Facebook Apps Are Pointless If They Don't Work

Surj Patel is discussing an important issue about Facebook applications over at The Future of Software.

Facebook applications deal with the same, if not greater, scalability issues as regular websites. As usage of any online service grows, developers must provide enough storage and computational power to keep up with the demand. Otherwise, pages take forever to load, error messages begin popping up, and frustrated users vow to never use your product again.

Scalability problems have plagued Facebook’s developer platform from the start. I can’t tell you how many times I have tried to test a Facebook app only to wait impatiently and finally succumb to screens like the one below:

There seem to be two primary reasons why Facebook apps have a particularly bad time with scalability. First, Facebook’s news feed serves as a powerful distribution network that can cause applications to spread virally between friends at a rapid pace. The hockey stick can come very quickly and very unexpectedly for Facebook developers. As a consequence, many of them are caught off-guard and left dealing with victims of their own success.

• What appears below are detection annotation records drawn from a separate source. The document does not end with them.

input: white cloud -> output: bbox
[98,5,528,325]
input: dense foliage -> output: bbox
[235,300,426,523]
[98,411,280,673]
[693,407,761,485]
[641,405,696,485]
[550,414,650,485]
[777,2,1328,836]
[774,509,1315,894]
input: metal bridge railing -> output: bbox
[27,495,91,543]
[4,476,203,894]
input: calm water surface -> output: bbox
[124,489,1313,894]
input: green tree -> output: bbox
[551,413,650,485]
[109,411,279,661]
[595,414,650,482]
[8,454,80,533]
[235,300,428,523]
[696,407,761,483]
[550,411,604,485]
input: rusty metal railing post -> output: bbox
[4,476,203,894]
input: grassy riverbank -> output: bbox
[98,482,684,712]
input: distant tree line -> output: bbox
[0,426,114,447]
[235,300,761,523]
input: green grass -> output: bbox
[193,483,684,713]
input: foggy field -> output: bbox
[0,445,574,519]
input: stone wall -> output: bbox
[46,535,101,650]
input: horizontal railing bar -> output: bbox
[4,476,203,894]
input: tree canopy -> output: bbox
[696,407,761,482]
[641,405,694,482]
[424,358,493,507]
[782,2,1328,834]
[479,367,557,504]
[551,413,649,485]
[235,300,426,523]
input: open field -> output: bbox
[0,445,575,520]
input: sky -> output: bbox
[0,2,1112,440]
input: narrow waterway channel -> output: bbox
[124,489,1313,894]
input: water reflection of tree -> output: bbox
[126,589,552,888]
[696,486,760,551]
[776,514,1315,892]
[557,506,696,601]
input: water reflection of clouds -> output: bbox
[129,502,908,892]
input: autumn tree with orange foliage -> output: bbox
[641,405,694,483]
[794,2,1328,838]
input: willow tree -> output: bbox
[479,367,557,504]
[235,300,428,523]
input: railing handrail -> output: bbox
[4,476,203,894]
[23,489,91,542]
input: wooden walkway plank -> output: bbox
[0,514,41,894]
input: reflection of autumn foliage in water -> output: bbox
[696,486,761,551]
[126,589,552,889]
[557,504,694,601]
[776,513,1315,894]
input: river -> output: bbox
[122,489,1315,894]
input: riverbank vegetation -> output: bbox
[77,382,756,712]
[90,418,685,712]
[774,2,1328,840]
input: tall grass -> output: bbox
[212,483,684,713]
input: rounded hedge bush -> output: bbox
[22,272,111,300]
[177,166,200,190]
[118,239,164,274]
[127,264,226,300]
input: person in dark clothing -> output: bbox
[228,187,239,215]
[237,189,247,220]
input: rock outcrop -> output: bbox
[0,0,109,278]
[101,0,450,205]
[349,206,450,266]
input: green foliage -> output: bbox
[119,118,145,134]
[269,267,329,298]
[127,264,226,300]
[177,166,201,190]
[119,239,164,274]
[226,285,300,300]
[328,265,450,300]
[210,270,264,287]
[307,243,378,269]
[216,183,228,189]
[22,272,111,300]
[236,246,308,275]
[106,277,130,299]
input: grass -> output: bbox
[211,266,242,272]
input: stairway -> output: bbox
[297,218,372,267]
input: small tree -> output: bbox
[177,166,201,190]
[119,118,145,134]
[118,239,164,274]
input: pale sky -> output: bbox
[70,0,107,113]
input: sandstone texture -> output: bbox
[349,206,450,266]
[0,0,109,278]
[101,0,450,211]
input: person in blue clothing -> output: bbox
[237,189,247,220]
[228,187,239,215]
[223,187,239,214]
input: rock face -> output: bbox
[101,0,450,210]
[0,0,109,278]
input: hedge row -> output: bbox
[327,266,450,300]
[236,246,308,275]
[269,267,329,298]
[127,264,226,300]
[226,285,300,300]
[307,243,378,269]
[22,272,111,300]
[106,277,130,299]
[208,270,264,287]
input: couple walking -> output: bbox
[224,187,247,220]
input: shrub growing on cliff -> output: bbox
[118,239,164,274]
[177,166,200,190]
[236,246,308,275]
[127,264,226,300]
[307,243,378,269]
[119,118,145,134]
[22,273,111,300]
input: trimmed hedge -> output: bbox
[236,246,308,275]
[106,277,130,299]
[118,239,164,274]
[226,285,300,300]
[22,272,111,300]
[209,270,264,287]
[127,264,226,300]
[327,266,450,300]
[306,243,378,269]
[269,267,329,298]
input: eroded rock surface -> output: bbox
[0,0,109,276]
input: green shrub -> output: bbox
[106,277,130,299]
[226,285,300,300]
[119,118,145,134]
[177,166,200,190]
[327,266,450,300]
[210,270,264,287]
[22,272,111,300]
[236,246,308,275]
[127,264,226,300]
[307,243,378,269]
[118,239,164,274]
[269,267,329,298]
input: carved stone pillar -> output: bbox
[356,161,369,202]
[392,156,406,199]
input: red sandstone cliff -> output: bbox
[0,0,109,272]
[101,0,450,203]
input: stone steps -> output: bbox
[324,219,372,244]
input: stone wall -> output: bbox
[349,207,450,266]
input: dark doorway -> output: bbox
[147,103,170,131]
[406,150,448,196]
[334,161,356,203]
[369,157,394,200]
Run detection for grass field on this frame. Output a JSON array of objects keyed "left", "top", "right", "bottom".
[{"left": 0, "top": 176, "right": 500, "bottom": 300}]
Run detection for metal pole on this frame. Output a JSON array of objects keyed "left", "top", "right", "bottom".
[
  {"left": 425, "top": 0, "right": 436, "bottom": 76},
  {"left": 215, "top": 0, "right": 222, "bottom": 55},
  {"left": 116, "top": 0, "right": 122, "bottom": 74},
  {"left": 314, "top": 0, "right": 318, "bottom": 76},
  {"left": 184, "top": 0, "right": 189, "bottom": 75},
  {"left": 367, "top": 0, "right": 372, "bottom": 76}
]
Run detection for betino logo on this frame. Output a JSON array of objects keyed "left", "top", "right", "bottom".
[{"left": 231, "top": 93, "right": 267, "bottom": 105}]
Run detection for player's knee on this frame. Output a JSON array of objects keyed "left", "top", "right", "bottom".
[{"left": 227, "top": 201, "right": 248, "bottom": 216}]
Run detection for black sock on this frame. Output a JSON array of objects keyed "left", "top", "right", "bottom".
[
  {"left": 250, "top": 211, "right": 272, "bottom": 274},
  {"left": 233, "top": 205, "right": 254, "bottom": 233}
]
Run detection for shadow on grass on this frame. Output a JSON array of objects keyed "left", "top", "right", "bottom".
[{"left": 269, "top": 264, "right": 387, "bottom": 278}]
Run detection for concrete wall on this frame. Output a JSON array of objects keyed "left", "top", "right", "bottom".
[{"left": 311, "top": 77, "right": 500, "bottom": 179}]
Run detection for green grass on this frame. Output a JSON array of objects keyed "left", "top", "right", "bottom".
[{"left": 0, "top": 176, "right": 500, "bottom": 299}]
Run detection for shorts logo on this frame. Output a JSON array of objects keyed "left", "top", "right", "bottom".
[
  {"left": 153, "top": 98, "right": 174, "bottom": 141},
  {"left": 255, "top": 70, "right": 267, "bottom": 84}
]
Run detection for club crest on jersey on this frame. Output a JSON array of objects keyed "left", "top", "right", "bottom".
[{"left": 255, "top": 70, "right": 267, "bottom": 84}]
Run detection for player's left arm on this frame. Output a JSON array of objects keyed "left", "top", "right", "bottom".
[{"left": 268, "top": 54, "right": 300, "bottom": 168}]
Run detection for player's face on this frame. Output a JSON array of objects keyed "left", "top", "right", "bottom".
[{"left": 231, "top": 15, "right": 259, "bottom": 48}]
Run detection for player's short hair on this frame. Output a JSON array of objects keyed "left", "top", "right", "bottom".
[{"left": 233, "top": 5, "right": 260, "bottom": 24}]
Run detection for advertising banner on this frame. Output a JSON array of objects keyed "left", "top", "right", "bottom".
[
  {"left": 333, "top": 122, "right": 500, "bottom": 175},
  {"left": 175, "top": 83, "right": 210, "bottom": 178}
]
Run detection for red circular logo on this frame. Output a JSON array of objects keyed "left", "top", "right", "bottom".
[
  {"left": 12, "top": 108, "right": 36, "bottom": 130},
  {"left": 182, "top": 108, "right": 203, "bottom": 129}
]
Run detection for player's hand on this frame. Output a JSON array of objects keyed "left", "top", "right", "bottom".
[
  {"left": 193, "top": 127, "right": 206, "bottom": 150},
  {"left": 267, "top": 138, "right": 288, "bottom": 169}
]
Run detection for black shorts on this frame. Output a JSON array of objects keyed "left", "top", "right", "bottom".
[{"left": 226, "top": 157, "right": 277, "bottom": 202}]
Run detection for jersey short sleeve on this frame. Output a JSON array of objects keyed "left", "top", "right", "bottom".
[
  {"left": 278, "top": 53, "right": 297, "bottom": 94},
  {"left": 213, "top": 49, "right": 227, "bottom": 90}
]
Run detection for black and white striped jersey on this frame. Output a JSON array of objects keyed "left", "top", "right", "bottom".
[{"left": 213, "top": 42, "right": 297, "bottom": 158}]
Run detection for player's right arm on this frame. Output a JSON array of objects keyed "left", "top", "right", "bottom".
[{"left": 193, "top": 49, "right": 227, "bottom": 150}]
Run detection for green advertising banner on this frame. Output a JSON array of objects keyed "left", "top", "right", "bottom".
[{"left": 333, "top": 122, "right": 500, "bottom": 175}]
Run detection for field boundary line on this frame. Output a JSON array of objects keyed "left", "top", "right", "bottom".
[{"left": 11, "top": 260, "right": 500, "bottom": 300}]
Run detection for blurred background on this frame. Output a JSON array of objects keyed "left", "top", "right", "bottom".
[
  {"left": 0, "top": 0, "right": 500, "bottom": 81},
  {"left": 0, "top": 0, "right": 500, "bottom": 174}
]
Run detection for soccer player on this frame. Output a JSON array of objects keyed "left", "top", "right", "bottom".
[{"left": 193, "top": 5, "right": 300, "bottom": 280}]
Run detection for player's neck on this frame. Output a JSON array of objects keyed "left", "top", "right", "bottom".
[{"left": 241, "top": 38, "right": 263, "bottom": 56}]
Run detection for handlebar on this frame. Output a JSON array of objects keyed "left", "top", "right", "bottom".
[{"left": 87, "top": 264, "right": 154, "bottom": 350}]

While I don’t have any statistics on how many Facebook developers are amateur rather than professional, it also seems as though many casual programmers produce Facebook apps that they never seriously intend to scale successfully. The Facebook development environment is such that a skilled programmer can build an attractive application within a very short time. Such casual programming sets these applications up for failure when they receive serious attention by users. Unfortunately, many users (including myself) are left with a bad impression of Facebook apps in general when casually-built apps fail them.

So what is to be done? Patel mentions Amazon’s EC2 and S3 services as good processing and storage solutions for developers who need extra resources on demand and perhaps cannot afford to pay for excessively-sized hosted or in-house scaling solutions. He also names WeoCeo and RightScale as other “meta services” that make it easier for developers to hook up their applications to resource providers.

And yet, it seems unnecessarily inefficient to me that developers have to work with both Facebook and a 3rd-party meta service to deploy successful applications. I’d like to see Facebook itself step in and fill this need for developers so they don’t have to scrounge around for extra computational and storage capacity (after all, there is a waiting list for Amazon’s services now).

If Facebook were able to ensure the success of applications on its platform by providing all the requisite resources for a marginal fee, we would have a win-win situation on our hands. Developers could sleep more easily and so would the execs over at Facebook, because the company wouldn’t have to worry about slow 3rd-party applications tarnishing the brand and overall social networking experience. The service might also provide a healthy revenue stream for the company.

Such a move would take the idea of a platform to another level and demonstrate to potential developers that they really do care about the success of applications within its garden.